Something closes down in the girl’s face. And you? she asks.

You realize that you have erred. That you have forgotten the hypersensitivity of the young. Fiona and Mark were inured to it early. The cynical joking about it around the dinner table. During Mark’s teenage years, he insisted on opening up every meal with a particularly egregious lawyer joke. He was hoping to get to James, but that wasn’t the way. He’d bring his own to the table.

How can you tell the difference between a dead skunk and a dead attorney on the road? Then, after a pause, he’d triumphantly bring out the punch line: The vultures aren’t gagging over the skunk.

The girl is still waiting for your answer.

I’m a doctor, you tell her. An orthopedic surgeon.

That’s bones, right? the young man asks.

Yes. It’s more than just the bones. It’s everything to do with injuries, degenerative diseases, birth defects. I specialize in hands.

Annette does hands, too.

The girl laughs. He means I read palms. I took a Learning Annex class in psychic skills. Most of us were there as postmodern cynics. But I learned some things.

Chiromancy, you say. You’d be surprised how many believers there are. There’s been a considerable amount of research into palm creases and fingerprint whorl variations published in medical journals.

Really? The girl leans forward. She turns slightly and it’s her turn to hit the young man. See? I told you! She turns back to you. Like what?

For a long time scientists have been interested in exploring whether phenotypic markers can diagnose genetic disorders.

Can you say that in English?

Certainly. Doctors have always been interested in whether they can use the lines in your hands and the length of your fingers and even your fingerprints as a way of diagnosing illness.

Like what kind of illnesses?

Mostly genetic. For example, there turns out to be a strong correlation between a single palmar crease and aberrant fingerprints and Cri Du Chat syndrome.

Cri Du Chat? Cry of the cat? the young man asks.

Yes, because babies born with this defect mew like cats. They are usually severely mentally impaired. Then there’s Jacobsen Syndrome. Also diagnosable by the hands.Very similar to Down.

Are there any happy diagnoses you can make with the palm? Annette likes telling people they have long lives and will come into riches some day.

Unfortunately, most of the deviations from the normal in hand characteristics point to problems, often severe ones. But one researcher claims to have found a strong correlation between different ratios of finger lengths and exceptional musical ability. You pause. Of course, that’s just statistically speaking. Look. You hold out your right hand. See how my index finger is just as long as my middle finger? That’s statistically abnormal. Yet I don’t have any genetic defect that I know of.

Let me see your hand, the girl says, somewhat abruptly. You hesitate, then let her take it. She leans over your palm, frowning.

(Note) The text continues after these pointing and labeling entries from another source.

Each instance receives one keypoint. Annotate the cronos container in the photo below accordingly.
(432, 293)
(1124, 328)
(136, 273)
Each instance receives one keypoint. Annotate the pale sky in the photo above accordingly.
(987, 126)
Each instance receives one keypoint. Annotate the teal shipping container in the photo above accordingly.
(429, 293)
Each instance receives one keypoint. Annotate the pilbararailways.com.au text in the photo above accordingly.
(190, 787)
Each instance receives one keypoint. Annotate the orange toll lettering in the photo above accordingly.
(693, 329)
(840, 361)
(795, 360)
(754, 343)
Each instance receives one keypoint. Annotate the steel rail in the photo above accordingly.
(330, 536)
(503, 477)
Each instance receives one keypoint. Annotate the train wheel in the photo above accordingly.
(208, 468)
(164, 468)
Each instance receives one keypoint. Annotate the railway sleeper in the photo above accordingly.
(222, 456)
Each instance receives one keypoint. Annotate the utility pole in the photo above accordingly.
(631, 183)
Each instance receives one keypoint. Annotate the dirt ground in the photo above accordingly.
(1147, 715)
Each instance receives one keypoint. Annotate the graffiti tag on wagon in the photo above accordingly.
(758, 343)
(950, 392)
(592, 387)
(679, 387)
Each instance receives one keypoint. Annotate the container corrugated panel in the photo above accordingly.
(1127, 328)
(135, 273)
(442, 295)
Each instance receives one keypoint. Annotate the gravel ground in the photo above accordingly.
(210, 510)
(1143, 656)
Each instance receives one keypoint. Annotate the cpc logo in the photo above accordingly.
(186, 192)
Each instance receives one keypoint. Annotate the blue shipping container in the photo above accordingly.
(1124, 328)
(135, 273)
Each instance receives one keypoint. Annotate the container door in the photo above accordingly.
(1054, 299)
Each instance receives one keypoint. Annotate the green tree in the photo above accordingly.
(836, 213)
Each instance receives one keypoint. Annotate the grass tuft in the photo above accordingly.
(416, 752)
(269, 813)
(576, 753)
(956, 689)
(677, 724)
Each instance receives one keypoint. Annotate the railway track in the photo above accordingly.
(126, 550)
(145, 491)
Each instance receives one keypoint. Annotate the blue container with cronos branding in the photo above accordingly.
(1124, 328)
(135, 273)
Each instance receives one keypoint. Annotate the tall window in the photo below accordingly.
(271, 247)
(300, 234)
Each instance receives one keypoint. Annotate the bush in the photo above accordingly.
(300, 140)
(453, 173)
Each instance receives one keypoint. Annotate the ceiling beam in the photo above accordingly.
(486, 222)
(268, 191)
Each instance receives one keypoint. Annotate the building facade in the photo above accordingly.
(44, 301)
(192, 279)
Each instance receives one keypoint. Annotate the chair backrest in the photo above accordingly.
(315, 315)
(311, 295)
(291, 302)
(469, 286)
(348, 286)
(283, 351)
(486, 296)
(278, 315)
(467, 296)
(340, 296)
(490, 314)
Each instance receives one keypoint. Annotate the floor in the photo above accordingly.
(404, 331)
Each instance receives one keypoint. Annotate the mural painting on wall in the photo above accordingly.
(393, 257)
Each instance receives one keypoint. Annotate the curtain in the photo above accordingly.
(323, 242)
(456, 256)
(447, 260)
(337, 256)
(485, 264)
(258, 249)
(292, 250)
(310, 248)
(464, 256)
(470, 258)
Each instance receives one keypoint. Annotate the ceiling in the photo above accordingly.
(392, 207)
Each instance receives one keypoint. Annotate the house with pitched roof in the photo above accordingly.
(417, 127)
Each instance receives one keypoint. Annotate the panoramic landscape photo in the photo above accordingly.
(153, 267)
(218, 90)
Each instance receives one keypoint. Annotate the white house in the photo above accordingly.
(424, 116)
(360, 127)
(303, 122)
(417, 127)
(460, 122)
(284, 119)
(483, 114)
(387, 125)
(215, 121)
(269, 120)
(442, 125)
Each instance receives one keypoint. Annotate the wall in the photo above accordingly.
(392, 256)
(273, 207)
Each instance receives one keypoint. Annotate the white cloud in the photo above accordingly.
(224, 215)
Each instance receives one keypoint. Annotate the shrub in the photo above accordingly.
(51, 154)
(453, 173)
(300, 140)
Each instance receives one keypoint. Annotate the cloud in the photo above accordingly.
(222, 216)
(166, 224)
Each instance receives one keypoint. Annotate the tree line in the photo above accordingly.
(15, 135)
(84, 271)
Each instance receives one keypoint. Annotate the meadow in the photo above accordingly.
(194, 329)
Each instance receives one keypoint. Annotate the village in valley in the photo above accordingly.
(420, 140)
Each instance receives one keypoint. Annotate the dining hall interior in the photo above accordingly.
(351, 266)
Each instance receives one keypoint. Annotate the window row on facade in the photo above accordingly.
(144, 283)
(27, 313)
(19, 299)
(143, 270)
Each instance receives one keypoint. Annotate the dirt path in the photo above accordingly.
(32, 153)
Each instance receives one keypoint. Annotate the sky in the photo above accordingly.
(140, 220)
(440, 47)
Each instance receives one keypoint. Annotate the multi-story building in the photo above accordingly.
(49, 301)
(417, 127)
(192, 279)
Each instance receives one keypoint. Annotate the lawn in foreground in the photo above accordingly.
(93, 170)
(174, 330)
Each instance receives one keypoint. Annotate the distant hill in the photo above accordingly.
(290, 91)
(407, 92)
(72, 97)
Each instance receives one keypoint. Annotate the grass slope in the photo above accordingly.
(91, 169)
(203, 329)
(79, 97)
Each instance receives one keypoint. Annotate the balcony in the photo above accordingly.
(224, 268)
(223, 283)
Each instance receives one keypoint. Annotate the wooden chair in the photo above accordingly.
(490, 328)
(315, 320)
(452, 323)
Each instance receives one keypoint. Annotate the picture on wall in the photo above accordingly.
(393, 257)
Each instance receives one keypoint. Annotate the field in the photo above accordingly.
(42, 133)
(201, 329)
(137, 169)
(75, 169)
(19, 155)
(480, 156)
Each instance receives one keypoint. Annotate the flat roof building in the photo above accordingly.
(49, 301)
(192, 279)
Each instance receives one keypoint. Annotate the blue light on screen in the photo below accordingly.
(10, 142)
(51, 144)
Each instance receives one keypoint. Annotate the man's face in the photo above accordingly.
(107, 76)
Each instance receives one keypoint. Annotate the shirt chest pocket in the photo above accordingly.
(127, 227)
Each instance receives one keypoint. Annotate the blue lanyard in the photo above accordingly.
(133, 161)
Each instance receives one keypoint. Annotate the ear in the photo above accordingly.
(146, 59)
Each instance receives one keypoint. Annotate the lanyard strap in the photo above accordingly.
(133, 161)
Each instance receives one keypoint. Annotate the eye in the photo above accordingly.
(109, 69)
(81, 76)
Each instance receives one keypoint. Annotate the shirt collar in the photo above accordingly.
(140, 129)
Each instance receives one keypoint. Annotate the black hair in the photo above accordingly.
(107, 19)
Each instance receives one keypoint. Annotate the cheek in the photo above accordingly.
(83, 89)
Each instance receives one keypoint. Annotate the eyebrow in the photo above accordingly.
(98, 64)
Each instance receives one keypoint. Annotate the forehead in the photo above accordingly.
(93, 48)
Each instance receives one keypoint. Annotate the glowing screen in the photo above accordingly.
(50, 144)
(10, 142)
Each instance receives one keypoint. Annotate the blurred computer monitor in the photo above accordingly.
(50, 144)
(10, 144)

How’s my life line? you ask.

Oh, no one believes that one anymore. Good thing, too. According to your life line, you had a very short life. You’re dead, technically. But otherwise, you are intellectual rather than materialistic. You have the power to manipulate, but you choose not to exercise it. And your life has not been especially fortunate.

You’re using past tense, you say. Is that because I’m technically dead?

I’m sorry?

You didn’t say, your life will not be especially fortunate, but that it has not been.

The girl blushes. I’m sorry. I didn’t mean to imply that your life is over. You don’t act old.

You are puzzled. Why should I? you ask.

You’re right, I’m stereotyping. Blame it on the beer.

But how old do you think I am? you ask.

Oh, I’m terrible at this. Don’t ask me.

I would guess we’re about the same age. Or that I’m slightly younger.

The girl smiles. I deserved that. You know, I took that Internet test, the one that is supposed to tell you your real age, and I scored sixteen. All my friends scored older—thirty, thirty-two. Jim here is an old soul. His real age is thirty-five, according to the test. In actual years, he’s only twenty-four, of course.

I’m eighteen, you say.

Good for you! Forever young!

Not forever, you say. Although it certainly seems that way sometimes.

If I were really thirty-five, I’d want to slit my wrists, says the young man.